Performance date: 03/07/2015

Venue: St. Brendan’s Church

Composition Year: 1957

Duration: 00:19:23

Recording Engineer: Richard McCullough, RTÉ lyric fm

Instrumentation Category:Duo

Instrumentation Other: T-solo, ob

Artists: James Gilchrist - [tenor]
Gareth Hulse - [oboe]

To
mark the bi-centenary of the birth of poet, artist and visionary William Blake
[1757-1827] film director Guy Brenton produced The Vision of William Blake, for the Blake Society, commissioning
music from the 85 year old Vaughan Williams. 
The result was an extraordinary set of ten songs for tenor and
oboe.  Brenton only used eight of them in
his film, plus music from the composer’s 1930 ballet Job inspired by Blake’s Biblical illustrations. Vaughan Williams
never saw the film as he died in August 1958, before the première screening
that October, making it his last completed work. The full set of songs was
first heard in a BBC broadcast the same month with Wilfred Brown and Janet
Craxton, and the first concert performance took place a month later. It is
remarkable how fresh and inventive the music is, despite the composer’s
considerable age.

He
selected poems from Blake’s Songs of
Innocence
(1789) and Songs of Experience
(1794).

The
oboe launches the first song Infant Joy
with a motif which recurs during the song and sets the pastoral, reflective
mood of the cycle. T S Eliot remarked on the terrifying honesty of A
poison tree
and there is a certain truthfulness apparent in the music at
the outcome. The piper gives the oboe
the opportunity to create a folksy atmosphere. Vaughan Williams provided
similar episodes in his early symphonies. He once said he did not like London, one of Blake’s most terrifying
visions from Songs of Experience,
nonetheless he includes it in a setting for tenor solo. It is the first of
three such solo settings. The oboe returns in The lamb which reverts to the wistful rural mood of the opening.

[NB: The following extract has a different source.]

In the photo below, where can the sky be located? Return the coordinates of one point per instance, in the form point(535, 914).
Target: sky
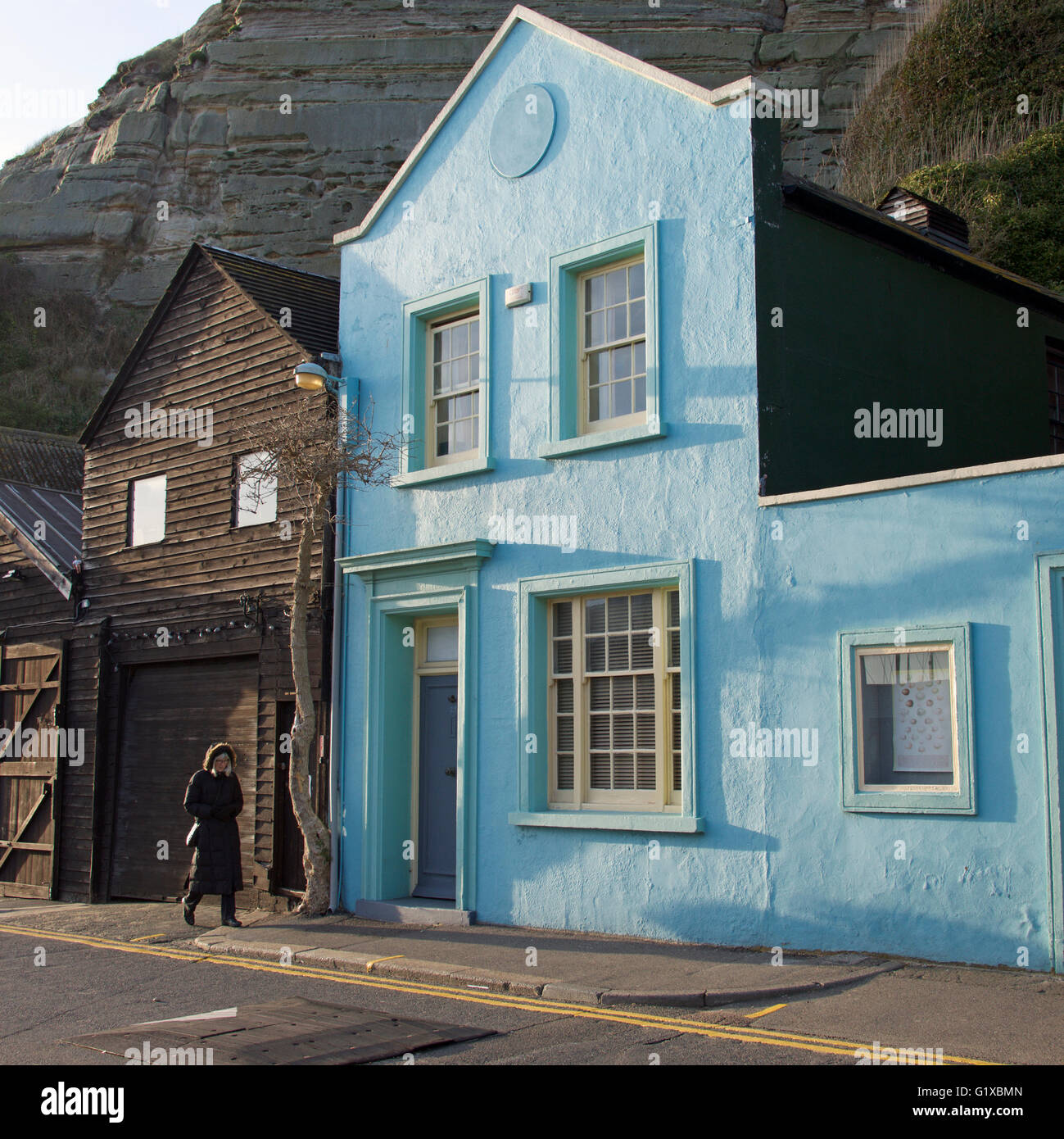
point(55, 56)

The shepherd is the second tenor solo, with a distinctly folk-song mood.  Blake’s mystical ideas are heard in Ah! Sunflower  while the wailing oboe creates the mood for Cruelty has a human heart. The divine image is the last of the
tenor solos, a hymn-like sequence with a conciliatory ending. Rather than
finish at this point, Vaughan Williams adds Eternity,
where the oboe ends the cycle with a ppp
A natural as the music seems to float into space.